Even given the acceptance that bad flatulence is a major cause of marital stress…the Better Marriage Blanket just remains wholly unsound on its very premise. The protection it affords one spouse from the release of gas by the other is dependent upon an activated-carbon fabric invented by military minds as protection against actual toxic gases in the form of chemical weapons. The real world application just stinks of suspicion is all.
2. Miss Cleo’s Psychic Friends Network
Okay, here’s the thing about this infomercial product. If there even one single iota of truth or factual accuracy to its claims…it wouldn’t need to exist. Why? Because if there was such a thing as a network of psychic capable of reading the future….why would they be waiting for desperate infomercial viewers to call them? Why not use their powers to pick winning lottery numbers? Or make bets on longshot winners that nobody saw coming?
1. The Hawaii Chair
The Hawaii Chair features a revolving cushion. You sit in the chair and the seat revolves, forcing your body to move in a hula-like motion with it; thus the name. The purpose? Hard to tell; certainly the infomercial itself offers nothing in the way of any indication as to how this ridiculous movement can benefit you. It is to help you lose weight? To help you be more productive at the office? Or is the Hawaii Chair in existence merely for the purpose of making its creators laugh at the reality that some people can be convinced to buy anything?
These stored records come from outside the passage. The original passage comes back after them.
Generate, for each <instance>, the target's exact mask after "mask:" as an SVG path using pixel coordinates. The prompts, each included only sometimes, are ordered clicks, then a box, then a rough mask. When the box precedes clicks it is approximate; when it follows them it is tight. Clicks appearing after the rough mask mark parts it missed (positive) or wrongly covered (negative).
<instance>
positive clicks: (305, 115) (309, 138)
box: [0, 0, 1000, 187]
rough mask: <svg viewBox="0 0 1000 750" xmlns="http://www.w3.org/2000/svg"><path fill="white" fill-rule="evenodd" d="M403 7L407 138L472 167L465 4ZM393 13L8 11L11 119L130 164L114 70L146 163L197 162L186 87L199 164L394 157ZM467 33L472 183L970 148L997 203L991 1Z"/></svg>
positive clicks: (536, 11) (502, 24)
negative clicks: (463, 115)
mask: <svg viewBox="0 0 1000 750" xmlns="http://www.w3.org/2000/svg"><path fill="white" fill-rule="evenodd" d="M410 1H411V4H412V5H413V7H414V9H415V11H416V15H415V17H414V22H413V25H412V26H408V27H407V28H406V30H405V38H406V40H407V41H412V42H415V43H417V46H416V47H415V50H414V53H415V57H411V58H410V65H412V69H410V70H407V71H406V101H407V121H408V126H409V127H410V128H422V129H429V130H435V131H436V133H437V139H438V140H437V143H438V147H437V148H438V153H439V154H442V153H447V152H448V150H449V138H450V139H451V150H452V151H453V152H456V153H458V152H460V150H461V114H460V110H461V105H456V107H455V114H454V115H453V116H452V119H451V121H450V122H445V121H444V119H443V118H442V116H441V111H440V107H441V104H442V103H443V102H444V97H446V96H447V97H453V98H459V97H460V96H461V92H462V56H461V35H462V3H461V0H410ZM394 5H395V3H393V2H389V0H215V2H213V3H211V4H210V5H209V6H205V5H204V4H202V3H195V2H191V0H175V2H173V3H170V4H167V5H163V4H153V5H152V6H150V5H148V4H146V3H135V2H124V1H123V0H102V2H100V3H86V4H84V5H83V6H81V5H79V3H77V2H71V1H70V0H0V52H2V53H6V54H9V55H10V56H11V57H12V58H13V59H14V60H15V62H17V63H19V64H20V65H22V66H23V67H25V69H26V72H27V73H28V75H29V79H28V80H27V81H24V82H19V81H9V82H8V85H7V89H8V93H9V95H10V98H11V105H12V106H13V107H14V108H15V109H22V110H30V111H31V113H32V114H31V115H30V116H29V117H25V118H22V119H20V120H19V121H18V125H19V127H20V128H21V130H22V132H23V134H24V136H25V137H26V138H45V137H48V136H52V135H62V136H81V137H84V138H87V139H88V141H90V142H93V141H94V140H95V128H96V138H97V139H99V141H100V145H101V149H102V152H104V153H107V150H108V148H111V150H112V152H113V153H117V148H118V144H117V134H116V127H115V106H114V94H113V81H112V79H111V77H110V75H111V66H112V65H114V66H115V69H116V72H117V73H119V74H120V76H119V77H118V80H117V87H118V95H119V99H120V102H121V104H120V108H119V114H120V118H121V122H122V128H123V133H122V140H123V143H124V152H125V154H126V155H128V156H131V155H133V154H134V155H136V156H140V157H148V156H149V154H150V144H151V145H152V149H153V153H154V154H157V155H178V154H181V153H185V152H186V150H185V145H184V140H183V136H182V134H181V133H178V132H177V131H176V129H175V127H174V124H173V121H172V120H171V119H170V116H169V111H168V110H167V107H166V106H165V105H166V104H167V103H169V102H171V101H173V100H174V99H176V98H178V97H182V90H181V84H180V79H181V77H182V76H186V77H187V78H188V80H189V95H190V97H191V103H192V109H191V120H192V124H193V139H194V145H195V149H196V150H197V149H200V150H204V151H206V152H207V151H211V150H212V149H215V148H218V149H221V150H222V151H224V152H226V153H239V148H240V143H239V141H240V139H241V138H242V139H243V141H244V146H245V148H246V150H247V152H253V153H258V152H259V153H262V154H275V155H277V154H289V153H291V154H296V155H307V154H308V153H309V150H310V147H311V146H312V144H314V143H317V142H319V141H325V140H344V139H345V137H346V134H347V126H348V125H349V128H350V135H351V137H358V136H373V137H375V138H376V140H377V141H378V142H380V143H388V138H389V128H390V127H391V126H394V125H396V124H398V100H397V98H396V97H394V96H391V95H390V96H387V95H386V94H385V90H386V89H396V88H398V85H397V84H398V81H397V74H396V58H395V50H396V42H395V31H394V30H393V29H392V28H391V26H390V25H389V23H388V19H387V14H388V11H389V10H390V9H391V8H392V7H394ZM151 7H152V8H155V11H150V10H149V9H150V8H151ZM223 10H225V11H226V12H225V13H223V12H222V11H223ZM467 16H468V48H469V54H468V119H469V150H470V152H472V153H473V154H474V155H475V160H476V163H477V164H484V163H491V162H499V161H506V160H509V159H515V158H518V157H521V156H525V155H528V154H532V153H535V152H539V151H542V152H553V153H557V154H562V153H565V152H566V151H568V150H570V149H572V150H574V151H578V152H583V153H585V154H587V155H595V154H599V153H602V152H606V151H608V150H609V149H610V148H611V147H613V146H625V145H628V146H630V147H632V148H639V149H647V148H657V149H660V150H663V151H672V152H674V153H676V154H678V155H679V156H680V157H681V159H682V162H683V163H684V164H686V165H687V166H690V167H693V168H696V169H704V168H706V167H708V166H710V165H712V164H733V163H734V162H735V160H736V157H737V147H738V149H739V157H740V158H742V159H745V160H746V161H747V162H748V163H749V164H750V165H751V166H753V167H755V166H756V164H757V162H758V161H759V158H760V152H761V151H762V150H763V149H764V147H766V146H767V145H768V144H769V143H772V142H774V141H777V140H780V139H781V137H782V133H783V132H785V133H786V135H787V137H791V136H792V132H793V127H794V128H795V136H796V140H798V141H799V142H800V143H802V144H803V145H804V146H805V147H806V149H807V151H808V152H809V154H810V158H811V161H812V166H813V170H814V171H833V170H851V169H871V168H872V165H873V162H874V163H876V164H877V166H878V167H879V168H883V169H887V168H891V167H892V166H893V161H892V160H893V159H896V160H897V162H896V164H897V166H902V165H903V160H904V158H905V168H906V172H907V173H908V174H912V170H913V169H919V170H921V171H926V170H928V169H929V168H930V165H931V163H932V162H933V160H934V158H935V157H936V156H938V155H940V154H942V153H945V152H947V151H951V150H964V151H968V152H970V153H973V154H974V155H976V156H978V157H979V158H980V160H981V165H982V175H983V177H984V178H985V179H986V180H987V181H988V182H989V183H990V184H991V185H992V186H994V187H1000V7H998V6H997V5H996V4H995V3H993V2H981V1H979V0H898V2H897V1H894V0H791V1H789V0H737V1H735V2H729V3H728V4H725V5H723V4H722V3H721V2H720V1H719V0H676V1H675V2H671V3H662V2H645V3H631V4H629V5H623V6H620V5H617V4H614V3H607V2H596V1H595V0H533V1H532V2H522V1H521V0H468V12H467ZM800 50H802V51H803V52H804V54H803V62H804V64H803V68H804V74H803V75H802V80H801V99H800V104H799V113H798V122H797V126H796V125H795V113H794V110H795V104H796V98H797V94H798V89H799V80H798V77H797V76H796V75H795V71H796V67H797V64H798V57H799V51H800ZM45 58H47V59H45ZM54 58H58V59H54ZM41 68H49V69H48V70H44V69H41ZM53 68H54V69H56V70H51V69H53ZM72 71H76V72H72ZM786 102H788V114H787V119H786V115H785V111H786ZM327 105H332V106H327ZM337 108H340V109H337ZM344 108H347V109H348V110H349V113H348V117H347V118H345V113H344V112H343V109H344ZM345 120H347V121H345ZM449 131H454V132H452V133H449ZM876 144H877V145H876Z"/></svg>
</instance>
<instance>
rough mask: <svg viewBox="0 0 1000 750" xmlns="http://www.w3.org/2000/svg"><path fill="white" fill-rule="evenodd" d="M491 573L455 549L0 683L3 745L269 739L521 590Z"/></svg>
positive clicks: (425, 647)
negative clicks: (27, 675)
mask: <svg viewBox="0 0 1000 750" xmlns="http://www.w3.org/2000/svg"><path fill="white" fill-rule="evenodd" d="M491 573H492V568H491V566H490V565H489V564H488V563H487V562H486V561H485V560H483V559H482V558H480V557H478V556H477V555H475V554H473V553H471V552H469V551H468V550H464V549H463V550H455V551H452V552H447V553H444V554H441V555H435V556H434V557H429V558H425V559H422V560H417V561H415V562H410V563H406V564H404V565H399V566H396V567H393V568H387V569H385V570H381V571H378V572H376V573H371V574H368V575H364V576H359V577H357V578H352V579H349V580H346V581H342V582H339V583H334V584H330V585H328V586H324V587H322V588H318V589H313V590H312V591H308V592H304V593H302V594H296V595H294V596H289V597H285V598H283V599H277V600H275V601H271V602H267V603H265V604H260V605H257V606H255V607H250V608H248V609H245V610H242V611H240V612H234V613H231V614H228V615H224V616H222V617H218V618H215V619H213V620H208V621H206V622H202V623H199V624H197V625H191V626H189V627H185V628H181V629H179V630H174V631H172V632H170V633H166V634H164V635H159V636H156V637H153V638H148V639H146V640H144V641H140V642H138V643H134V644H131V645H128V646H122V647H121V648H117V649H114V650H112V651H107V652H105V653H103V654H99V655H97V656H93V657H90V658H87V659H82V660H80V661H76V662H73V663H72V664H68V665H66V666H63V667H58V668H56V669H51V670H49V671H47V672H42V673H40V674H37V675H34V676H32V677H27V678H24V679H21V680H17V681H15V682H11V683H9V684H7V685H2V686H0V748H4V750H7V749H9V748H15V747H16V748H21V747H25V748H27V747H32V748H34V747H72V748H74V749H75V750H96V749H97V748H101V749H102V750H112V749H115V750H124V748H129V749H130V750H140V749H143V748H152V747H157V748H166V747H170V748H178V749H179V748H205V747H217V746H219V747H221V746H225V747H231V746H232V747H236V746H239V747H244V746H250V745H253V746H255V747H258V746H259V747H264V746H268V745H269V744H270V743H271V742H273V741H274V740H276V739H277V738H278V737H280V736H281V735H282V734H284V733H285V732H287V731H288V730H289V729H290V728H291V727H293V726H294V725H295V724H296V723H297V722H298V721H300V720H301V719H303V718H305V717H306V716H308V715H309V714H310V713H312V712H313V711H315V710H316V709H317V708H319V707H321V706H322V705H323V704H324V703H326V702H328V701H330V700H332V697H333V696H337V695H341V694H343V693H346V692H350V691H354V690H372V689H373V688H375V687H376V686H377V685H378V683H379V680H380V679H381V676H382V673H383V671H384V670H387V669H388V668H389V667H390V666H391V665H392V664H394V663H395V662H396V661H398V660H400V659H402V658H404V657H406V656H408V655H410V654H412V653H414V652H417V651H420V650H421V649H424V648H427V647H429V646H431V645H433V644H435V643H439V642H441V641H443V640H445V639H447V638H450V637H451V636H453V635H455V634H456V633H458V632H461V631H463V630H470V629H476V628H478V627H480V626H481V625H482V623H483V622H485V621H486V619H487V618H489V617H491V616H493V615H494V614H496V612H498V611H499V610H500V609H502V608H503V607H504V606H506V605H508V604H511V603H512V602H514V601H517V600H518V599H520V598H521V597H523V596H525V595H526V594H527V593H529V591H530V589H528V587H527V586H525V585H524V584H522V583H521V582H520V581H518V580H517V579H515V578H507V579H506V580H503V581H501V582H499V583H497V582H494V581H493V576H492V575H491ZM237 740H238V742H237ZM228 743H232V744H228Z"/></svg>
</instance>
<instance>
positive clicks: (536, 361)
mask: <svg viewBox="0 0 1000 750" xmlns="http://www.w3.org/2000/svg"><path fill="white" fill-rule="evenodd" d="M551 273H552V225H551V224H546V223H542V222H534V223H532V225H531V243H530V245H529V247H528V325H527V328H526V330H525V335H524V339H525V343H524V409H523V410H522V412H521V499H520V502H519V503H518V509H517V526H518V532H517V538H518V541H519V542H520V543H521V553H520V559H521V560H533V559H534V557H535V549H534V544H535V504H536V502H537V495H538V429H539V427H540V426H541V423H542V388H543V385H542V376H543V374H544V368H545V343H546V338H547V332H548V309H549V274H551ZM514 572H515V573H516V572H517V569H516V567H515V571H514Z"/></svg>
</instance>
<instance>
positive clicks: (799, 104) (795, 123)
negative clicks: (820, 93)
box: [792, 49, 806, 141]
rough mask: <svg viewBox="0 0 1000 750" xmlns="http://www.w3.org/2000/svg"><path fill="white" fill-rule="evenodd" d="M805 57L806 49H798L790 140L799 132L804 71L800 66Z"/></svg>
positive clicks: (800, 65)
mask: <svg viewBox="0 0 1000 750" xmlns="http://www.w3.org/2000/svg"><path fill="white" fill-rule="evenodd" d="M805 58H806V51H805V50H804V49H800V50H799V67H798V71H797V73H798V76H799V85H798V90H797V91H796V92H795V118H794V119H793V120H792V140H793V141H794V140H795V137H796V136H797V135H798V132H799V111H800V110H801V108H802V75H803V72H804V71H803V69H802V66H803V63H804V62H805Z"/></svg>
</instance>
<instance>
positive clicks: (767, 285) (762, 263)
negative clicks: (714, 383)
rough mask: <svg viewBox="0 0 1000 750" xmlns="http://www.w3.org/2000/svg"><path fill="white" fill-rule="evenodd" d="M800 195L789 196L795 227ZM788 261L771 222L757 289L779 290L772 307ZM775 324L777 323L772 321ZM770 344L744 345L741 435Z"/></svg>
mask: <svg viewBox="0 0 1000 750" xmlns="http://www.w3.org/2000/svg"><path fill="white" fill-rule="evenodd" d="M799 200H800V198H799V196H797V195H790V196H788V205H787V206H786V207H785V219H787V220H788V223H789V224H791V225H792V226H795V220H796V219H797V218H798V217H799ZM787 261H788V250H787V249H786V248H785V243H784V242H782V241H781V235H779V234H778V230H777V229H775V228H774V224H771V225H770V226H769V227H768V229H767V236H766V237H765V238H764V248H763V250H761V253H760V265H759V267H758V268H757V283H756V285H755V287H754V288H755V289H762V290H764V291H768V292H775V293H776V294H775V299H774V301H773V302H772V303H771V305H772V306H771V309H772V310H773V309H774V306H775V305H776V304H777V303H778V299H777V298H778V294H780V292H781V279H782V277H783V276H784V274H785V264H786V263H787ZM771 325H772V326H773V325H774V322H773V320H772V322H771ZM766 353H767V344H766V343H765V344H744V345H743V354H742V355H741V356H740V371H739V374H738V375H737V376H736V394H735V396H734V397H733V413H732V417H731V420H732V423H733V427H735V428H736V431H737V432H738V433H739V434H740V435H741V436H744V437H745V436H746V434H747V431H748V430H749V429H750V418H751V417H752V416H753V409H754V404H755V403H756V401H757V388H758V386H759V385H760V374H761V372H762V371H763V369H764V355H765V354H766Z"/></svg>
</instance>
The very concept of the infomercial is pretty annoying to begin with. Here you are paying for dozens of cable or satellite stations you never use and then those that you do use fill up enormous chunks of time in the middle of the night and on the weekends hawking merchandise that really isn’t necessary anyway. Few and far between have been the infomercial products that one can truly identify and define as a necessity.
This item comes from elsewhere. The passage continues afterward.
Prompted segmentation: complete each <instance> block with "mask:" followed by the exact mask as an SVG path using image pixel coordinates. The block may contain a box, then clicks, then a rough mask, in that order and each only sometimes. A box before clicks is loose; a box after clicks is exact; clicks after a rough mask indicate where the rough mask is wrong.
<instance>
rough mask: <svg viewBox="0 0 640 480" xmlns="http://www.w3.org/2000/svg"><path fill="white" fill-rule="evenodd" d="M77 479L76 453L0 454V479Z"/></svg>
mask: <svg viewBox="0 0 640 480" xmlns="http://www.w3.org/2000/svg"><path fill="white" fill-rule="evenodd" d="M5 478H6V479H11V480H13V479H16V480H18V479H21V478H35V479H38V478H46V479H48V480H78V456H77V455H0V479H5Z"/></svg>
So the world of infomercials infect your life even if you never actually make a purchase throughout your life. Just think, instead of that infomercial selling that product you hate for the millionth time at 2:00 in the morning, that station could be airing reruns of TV shows you never get to see anymore or even—dare it be suggested—old black and white movies. Now there’s something that is no longer As Seen on TV!